Missing values
Your data may have missing or null values (these are placeholders for missing values).
To deal with null vaules, you can
- remove the rows/columns with nulls
- replace nulls with non-null values (this is called imputation)
Use df.isnull()
to return an array of bools
, indicating whether each corresonding element is missing.
df.isnull().sum()
will return the number of nulls in each column.
For our movie example, Revenue (Millions)
has 128 missing values, while Metascore
has 64 missing values.
print(df.isnull().sum())
## Rank 0
## Genre 0
## Description 0
## Director 0
## Actors 0
## Year 0
## Runtime (Minutes) 0
## Rating 0
## Votes 0
## Revenue (Millions) 128
## Metascore 64
## dtype: int64
Removing missing values
You can use df.dropna()
to remove missing values from your data.
print(df.shape) ## (1000, 11)
# drop rows where there are null values
clean_df = df.dropna()
print(clean_df.shape) ## (838, 11) - we have dropped rows where Revenue or Metascore is null
# drop columns where there are null values
clean_df = df.dropna(axis=1)
print(clean_df.shape) ## (1000, 9) - dropped Revenue and Metascore columns
# Adding inplace=True will modify df directly
df.dropna(inplace=True)
print(df.shape) ## (838, 11)
Replacing missing values
You can also replace the nulls with another value with df.fillna()
.
The nulls are generally replaced with the mean or median value of the column.

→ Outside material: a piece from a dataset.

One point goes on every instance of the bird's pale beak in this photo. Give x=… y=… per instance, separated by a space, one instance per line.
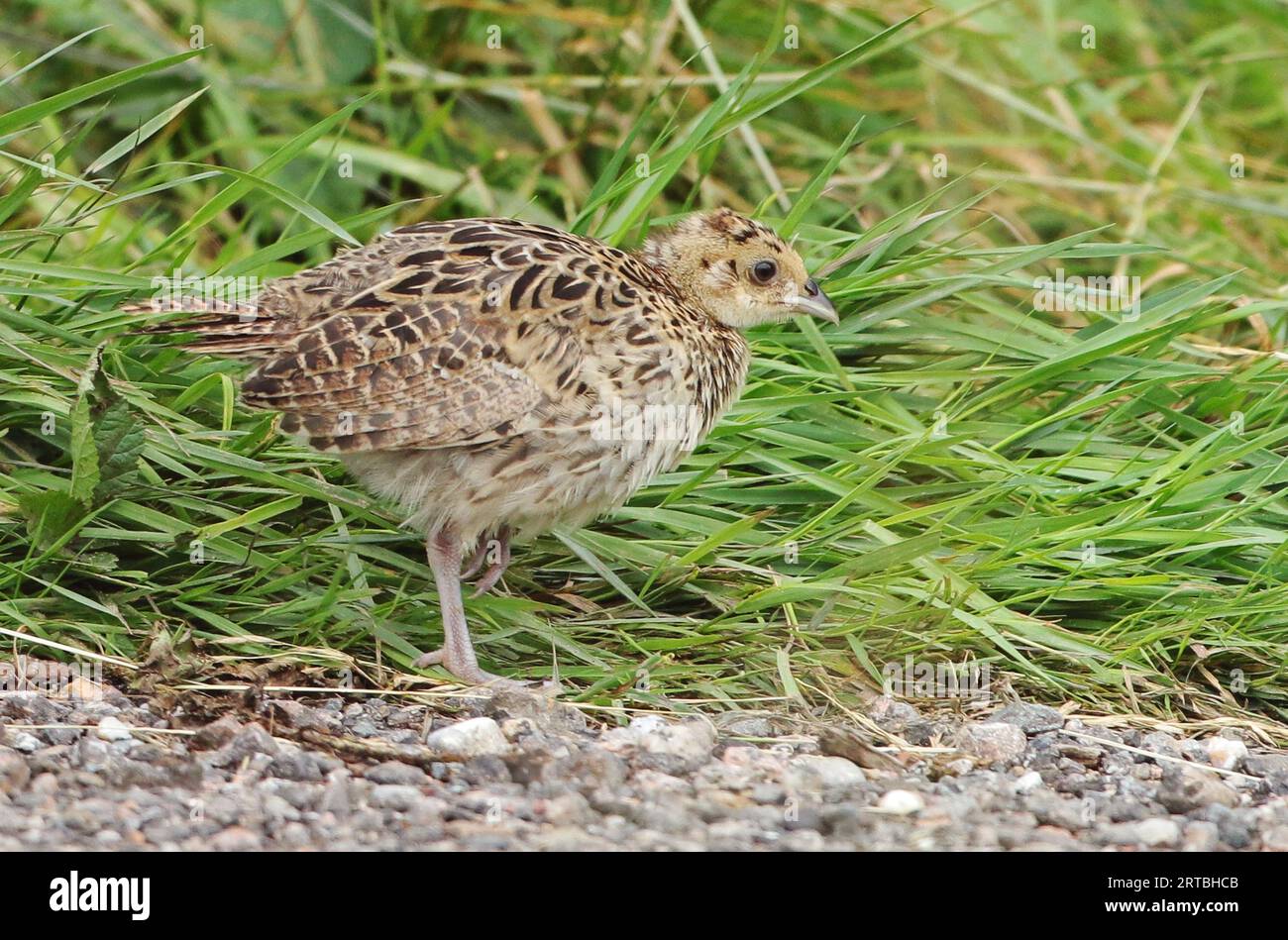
x=814 y=303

# Get back the original data
df = pd.read_csv("IMDB-Movie-Data.csv", index_col="Title")
revenues = df["Revenue (Millions)"]
print(revenues.head())
## Title
## Guardians of the Galaxy 333.13
## Prometheus 126.46
## Split 138.12
## Sing 270.32
## Suicide Squad 325.02
## Name: Revenue (Millions), dtype: float64
# Compute mean revenue
revenues_mean = revenues.mean()
print(revenues_mean) ## 82.95637614678898
# Replace missing revenues with mean
revenues.fillna(revenues_mean, inplace=True)
# Revenue has no more missing values
print(df.isnull().sum())
## Rank 0
## Genre 0
## Description 0
## Director 0
## Actors 0
## Year 0
## Runtime (Minutes) 0
## Rating 0
## Votes 0
## Revenue (Millions) 0
## Metascore 64
## dtype: int64